Spain has set up a national agency for accreditation and quality evaluation in a bid to make the country's higher education system more competitive and to bring it a step closer to conformity with the Bologna process.
The Spanish government has said the agency, to be known as Aneca, will be independent. But the choice of a senior member of government as its head has caused some to doubt this.
Agency director Ismael Crespo was director-general of universities at the ministry of education.
Francisco Michavila, director of the Unesco chair of university management at Madrid's Technical University, said: "Evaluation is a good thing but it has to be seen to be independent. With Crespo as new director, political independence is not so clear."

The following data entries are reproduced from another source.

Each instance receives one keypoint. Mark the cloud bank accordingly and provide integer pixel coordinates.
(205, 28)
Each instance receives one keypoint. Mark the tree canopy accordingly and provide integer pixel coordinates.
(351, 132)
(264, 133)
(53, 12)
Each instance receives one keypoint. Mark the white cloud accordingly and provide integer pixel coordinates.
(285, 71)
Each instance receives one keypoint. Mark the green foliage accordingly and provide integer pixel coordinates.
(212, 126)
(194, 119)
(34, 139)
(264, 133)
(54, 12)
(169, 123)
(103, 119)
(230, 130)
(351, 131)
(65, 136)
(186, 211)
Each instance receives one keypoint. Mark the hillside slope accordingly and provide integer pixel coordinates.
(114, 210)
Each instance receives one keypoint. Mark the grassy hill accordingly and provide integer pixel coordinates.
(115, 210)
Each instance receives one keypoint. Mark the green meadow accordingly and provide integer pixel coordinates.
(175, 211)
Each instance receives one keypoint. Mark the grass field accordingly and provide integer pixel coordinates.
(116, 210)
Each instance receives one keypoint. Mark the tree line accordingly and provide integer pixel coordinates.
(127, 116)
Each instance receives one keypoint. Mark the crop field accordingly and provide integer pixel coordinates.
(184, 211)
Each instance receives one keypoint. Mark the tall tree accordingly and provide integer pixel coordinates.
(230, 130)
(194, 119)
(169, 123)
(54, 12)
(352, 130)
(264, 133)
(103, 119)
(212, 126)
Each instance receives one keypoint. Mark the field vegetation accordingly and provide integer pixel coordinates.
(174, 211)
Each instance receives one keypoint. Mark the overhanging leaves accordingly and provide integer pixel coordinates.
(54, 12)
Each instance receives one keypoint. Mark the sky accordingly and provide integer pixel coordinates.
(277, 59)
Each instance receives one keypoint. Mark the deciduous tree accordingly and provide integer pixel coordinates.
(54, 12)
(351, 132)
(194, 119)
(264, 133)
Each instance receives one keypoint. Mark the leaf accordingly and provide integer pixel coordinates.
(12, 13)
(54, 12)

The new agency will act in four areas. The first is evaluation of academics, which will take two forms: evaluation of staff applying for non-tenured contract posts and evaluation of the research and teaching performance and administrative capacity of academics already in post.

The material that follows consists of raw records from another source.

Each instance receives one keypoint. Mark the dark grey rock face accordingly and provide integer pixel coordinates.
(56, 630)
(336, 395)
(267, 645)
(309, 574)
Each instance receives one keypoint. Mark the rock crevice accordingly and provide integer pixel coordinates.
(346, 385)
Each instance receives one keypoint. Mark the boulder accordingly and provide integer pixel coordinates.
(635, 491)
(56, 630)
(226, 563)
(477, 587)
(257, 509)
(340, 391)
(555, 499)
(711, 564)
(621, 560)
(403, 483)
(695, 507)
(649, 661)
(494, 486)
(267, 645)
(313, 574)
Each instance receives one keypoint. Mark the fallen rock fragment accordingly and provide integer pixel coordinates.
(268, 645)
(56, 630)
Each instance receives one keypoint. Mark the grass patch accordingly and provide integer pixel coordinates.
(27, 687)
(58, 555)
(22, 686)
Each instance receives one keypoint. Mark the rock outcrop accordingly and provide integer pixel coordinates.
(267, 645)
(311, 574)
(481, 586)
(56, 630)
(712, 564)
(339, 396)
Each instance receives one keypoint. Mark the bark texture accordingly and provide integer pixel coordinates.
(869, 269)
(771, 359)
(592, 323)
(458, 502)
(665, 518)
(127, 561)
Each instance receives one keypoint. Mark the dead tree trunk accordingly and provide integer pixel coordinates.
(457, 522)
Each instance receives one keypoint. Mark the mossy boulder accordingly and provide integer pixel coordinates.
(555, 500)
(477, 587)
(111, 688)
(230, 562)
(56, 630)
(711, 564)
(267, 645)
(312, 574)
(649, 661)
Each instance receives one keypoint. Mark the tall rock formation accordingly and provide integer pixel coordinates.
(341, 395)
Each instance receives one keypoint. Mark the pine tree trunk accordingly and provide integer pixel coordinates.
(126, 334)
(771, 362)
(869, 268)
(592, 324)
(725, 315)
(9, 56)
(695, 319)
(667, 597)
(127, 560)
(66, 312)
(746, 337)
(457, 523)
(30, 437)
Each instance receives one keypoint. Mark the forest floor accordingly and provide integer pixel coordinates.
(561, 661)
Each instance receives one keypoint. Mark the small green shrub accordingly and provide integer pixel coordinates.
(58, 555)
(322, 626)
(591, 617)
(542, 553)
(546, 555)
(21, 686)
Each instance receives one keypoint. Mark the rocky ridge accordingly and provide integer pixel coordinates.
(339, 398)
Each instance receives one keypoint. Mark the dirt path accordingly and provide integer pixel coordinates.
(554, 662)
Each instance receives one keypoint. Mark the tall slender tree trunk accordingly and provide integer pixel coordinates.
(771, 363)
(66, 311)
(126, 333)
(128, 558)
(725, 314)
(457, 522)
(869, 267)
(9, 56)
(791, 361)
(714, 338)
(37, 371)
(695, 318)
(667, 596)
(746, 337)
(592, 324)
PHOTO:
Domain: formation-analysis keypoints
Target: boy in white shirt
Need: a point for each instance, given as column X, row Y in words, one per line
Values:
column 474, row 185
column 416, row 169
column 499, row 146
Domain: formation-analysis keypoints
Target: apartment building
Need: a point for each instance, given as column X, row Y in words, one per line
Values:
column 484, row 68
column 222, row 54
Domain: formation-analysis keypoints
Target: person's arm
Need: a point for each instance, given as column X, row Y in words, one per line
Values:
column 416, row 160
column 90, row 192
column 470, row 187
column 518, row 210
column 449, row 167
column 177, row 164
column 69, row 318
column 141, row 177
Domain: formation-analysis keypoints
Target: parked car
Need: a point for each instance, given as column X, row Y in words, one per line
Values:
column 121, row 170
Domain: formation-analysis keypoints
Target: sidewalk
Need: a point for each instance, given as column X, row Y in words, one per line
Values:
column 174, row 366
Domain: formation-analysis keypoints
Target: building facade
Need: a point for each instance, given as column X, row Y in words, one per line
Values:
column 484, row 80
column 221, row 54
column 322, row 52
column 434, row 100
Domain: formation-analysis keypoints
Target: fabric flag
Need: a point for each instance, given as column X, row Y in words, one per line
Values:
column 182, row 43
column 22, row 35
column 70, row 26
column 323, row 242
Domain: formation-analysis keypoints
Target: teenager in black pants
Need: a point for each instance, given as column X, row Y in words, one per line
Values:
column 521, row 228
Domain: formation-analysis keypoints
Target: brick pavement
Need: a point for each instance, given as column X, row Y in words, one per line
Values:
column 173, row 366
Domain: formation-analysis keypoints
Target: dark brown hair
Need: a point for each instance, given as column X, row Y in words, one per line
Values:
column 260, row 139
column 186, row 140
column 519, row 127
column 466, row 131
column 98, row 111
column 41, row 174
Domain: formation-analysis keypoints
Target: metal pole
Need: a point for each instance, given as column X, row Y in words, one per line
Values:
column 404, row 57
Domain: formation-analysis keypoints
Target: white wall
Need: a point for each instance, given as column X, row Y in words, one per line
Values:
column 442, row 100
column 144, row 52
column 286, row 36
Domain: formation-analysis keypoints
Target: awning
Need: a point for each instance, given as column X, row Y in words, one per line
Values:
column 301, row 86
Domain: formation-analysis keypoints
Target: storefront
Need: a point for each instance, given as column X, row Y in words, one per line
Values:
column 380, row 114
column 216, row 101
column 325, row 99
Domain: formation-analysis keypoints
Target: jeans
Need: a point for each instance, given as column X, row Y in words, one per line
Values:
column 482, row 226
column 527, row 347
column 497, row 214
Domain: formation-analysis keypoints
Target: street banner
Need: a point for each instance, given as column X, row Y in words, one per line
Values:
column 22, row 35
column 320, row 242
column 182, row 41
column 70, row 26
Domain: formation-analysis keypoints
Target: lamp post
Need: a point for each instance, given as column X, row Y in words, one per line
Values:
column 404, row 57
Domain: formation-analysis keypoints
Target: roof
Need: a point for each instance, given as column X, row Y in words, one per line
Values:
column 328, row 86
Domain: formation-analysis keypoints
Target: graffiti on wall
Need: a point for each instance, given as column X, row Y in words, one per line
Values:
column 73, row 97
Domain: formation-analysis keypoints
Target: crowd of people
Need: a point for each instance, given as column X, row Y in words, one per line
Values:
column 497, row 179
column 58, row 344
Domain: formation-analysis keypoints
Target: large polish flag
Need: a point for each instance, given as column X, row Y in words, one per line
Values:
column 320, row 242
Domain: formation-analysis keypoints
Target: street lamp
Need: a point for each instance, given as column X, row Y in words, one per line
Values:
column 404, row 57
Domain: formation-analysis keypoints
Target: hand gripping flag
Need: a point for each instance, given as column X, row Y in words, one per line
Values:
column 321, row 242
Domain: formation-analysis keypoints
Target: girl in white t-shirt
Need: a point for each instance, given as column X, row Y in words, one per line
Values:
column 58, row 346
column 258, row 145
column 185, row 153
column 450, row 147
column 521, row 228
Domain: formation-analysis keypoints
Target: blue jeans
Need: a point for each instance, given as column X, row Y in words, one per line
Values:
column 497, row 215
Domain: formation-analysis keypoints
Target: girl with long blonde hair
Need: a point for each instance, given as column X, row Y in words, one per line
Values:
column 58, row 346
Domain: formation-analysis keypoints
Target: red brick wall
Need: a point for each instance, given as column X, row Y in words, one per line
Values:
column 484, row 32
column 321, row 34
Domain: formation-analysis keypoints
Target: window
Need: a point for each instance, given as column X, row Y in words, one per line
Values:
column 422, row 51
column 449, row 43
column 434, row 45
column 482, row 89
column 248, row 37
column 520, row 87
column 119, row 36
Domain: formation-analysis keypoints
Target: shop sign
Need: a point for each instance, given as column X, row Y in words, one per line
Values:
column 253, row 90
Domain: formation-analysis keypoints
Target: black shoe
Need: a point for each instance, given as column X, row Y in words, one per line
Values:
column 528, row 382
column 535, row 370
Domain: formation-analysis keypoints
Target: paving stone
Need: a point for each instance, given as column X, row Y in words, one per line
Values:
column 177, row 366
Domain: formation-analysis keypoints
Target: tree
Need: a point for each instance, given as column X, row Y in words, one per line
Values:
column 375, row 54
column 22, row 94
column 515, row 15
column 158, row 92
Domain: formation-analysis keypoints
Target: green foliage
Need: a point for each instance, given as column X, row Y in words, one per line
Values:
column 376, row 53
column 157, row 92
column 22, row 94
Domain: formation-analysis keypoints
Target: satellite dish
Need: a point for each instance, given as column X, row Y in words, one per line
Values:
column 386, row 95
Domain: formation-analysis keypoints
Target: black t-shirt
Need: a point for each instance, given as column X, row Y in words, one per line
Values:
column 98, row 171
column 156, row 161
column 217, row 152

A second area will be evaluating the results of universities' own quality programmes to measure institutional quality.
The third area will be certification of quality.

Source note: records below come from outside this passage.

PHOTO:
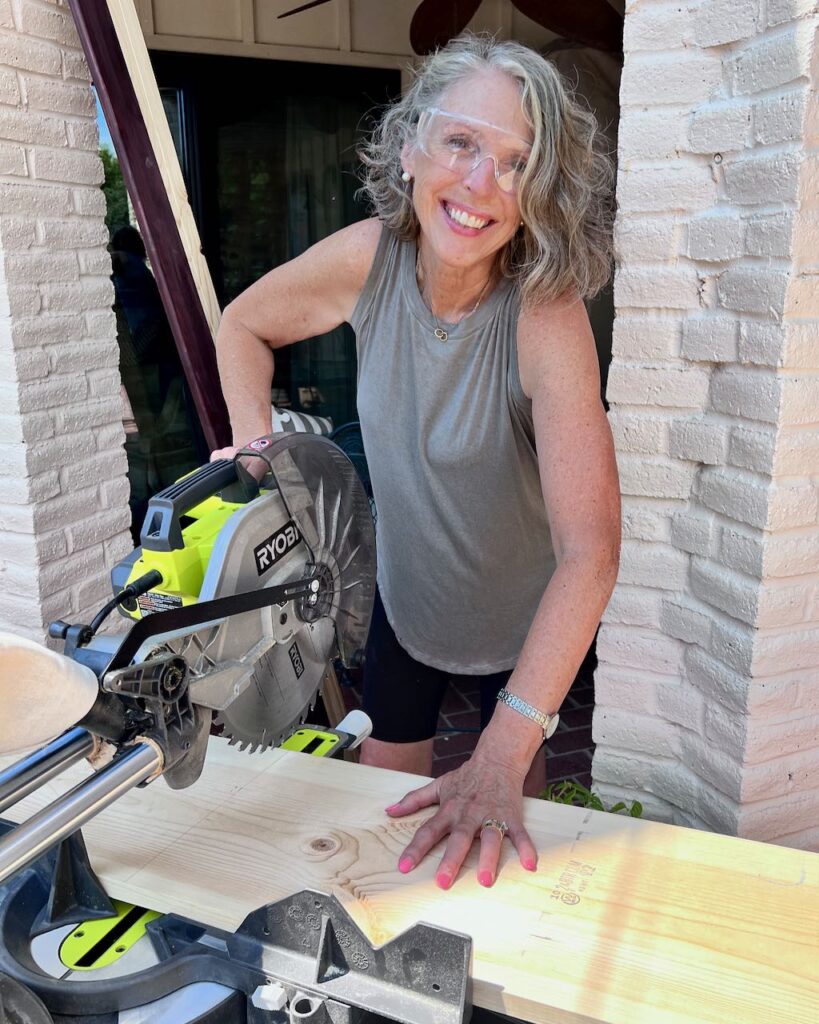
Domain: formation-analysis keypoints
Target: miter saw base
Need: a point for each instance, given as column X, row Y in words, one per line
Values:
column 299, row 961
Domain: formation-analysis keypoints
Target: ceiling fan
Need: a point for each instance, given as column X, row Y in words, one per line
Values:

Participation in these three areas will be voluntary.
The fourth process, accreditation, will be compulsory for the programmes of all state and private universities, including foreign ones with campuses in Spain.
Evaluation will be carried out by peer review and the results made public. But the education ministry stresses that the results would not be unified to provide a league table of universities.
"Aneca will provide transparent and exhaustive information but not a ranking," a ministry official said.
But publication of any performance indicators is likely to prove controversial in Spain.